Tout serait donc parfait dans le meilleur des mondes et la rentrée
littéraire serait une avalanche de livres indispensables…
Sauf que La douleur de Manfred, le roman de Mc Liam Wilson vient
de paraître et qu’il est encensé par la critique.
Une lecture attentive de ce roman ne permet pas de participer
à la fête.
En effet, rarement un livre aussi boursouflé ne nous
sera parvenu sous les yeux. L’auteur veut faire de la
poésie et il truffe sa phrase d’adjectifs comme
le cuisinier truffe son gigot d’ail. Or la poésie
ne supporte pas l’enflure. Mc Liam Wilson, tel une grenouille
qui veut se faire aussi grosse qu’un bœuf, finit
par plomber une histoire qui aurait tout eu pour retenir notre
attention, si l’auteur n’y avait injecté
un style… Ouh la la ! un style qui serait l’équivalent
d’un Claude Lelouch ayant pris de la cocaïne et mangé
un cassoulet copieux en même temps.
L’histoire est celle de Manfred, juif anglais, vieil homme
malade vivant à Londres et sur le point de mourir. Alternent
les moments de sa vie actuelle faite de décrépitude
et de bouffonnerie et les moments de sa vie passée de
son enfance à l’âge adulte. En fait, sa vie
apparaît comme un naufrage et l’histoire d’amour
qui l’a uni à Emma n’a abouti qu’à
un naufrage…
Un des points sur lesquels il faut adhérer, si l’on
veut rentrer dans ce roman, est la manière nauséabonde
dont Mc Liam Wilson décrit la vieillesse. Il a un regard
sans pitié qui pointe la déchéance physique.
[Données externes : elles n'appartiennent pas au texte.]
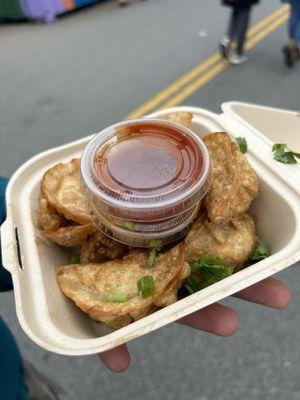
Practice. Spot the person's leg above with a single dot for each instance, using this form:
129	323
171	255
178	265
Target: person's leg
242	28
233	24
290	51
225	43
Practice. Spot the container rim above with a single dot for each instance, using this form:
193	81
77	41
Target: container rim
91	148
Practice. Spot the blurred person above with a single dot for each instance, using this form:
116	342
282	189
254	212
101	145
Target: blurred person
19	380
291	51
237	30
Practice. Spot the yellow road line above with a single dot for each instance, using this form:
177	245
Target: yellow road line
186	78
221	66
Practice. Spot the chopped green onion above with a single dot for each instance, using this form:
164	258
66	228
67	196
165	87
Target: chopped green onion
241	142
260	252
283	154
155	246
128	225
115	298
205	271
151	258
75	259
146	286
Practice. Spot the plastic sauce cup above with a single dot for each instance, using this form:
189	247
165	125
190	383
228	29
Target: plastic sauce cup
144	180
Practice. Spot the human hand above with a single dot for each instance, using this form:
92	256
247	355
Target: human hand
216	318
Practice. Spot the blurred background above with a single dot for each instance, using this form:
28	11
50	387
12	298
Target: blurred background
66	73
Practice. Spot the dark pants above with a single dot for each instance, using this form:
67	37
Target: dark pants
238	27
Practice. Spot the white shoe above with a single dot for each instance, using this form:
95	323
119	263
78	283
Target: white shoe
237	59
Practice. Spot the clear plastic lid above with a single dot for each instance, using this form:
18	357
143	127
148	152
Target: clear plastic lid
145	170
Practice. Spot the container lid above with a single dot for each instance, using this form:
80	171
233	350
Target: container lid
143	165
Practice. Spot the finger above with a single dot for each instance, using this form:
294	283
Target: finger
116	360
269	292
216	318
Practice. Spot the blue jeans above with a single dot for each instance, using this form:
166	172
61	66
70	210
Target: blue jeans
12	377
294	21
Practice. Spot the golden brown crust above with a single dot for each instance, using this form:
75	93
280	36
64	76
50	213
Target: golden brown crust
70	236
235	183
98	248
87	285
48	218
63	190
233	242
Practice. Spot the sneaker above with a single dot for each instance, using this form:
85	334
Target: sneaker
224	47
237	59
288	56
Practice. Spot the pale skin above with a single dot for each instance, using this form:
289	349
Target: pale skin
216	319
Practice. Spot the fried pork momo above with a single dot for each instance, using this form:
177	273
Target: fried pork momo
235	183
181	118
90	285
62	188
233	242
98	248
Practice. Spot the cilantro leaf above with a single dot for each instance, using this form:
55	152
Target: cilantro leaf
243	146
146	286
206	271
283	154
115	298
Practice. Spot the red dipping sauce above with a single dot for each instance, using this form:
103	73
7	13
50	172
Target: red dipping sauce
145	171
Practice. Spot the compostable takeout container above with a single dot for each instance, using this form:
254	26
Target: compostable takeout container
54	322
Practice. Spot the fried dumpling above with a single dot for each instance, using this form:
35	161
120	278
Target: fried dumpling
233	242
63	190
235	183
99	247
89	285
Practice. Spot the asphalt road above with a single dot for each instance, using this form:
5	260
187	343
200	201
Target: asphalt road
63	81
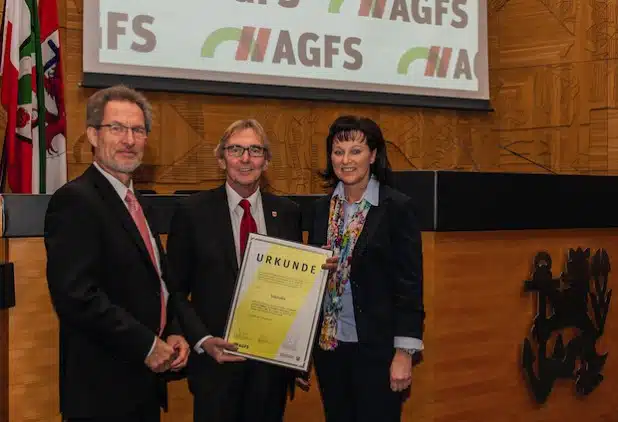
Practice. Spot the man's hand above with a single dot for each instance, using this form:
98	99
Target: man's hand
303	383
181	347
401	371
331	263
161	356
215	347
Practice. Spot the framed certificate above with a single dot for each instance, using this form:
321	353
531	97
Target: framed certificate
277	302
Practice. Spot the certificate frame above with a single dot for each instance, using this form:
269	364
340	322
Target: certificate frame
254	302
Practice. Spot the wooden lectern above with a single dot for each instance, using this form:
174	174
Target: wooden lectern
482	233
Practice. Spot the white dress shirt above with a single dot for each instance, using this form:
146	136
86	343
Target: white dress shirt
121	190
236	213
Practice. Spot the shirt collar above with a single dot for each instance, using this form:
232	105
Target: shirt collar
118	186
233	198
371	194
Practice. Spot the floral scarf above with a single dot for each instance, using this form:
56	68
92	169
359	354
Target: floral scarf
341	240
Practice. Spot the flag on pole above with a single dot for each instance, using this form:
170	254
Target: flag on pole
34	153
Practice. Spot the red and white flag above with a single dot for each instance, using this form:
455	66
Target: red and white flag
33	95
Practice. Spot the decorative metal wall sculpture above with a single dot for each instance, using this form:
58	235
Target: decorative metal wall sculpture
575	303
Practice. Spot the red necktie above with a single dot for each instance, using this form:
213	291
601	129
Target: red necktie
247	225
137	213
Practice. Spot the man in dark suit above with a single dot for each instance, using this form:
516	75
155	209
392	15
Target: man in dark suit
205	246
107	277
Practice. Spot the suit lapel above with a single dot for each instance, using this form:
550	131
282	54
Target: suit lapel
321	223
222	219
374	216
120	211
271	215
148	212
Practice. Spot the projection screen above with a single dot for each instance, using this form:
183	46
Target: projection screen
404	52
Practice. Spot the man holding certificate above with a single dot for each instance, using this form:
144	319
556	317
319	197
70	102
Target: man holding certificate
207	240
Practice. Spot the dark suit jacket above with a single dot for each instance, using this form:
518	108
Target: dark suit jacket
106	292
202	254
386	269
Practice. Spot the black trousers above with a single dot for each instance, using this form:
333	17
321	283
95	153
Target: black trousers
354	382
144	413
247	391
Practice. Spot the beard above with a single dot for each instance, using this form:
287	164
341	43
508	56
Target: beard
122	167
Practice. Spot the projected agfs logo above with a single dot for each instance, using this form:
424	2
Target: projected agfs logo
306	50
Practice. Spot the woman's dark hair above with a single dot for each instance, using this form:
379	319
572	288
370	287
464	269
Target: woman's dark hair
345	128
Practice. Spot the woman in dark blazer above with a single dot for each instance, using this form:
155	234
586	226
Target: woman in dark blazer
371	327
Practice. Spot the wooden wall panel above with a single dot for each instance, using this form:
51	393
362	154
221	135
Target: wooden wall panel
553	76
477	319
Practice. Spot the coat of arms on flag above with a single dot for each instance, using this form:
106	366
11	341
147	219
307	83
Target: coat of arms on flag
32	93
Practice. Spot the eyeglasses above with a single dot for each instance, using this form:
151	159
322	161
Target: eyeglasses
118	129
237	151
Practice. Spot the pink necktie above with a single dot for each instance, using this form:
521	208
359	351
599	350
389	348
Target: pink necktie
247	225
137	213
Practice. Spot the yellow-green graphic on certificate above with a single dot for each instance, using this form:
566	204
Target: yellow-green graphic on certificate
282	277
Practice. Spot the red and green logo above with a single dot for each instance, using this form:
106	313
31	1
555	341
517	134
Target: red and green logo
251	43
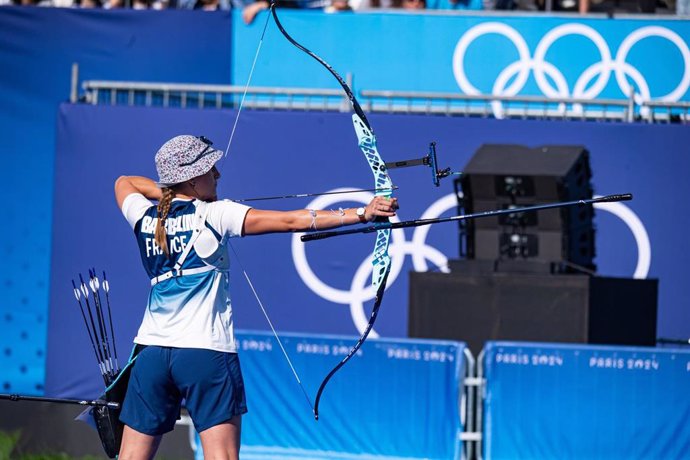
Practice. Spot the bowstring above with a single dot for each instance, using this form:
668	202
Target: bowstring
244	272
270	323
246	86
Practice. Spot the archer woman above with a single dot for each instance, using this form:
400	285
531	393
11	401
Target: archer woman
187	342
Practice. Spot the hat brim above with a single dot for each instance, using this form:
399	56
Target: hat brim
197	169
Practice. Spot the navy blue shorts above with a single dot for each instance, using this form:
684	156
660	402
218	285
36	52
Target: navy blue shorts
209	381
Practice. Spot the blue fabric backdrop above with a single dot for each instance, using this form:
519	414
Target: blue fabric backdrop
279	152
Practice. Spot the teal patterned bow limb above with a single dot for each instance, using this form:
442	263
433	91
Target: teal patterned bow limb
382	182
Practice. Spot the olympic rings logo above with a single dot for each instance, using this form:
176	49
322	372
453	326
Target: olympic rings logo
513	77
361	290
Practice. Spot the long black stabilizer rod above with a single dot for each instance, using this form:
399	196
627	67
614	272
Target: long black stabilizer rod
498	212
80	402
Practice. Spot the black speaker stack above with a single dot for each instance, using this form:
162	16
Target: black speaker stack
511	176
529	276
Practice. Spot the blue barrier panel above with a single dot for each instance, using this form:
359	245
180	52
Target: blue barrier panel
37	49
578	401
394	399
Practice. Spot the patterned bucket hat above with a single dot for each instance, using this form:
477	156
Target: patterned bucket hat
183	158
Pour parler de Manfred, le mot « vieillard » revient
toutes les dix lignes. L’auteur nous prend pour des sourds
et des malentendants. Il martèle donc ses intentions
avec la finesse d’un homme politique en fin de banquet.
Bon, n’insistons pas ! Peut-être s’agit-il
du premier roman écrit par l’auteur et qu’il
a réussi à fourguer à un éditeur,
une fois que Ripley Bogle a eu du succès. Espérons
que l’auteur nous revienne rapidement en pleine forme
et nous parle de ce qu’il connaît le mieux, l’Irlande.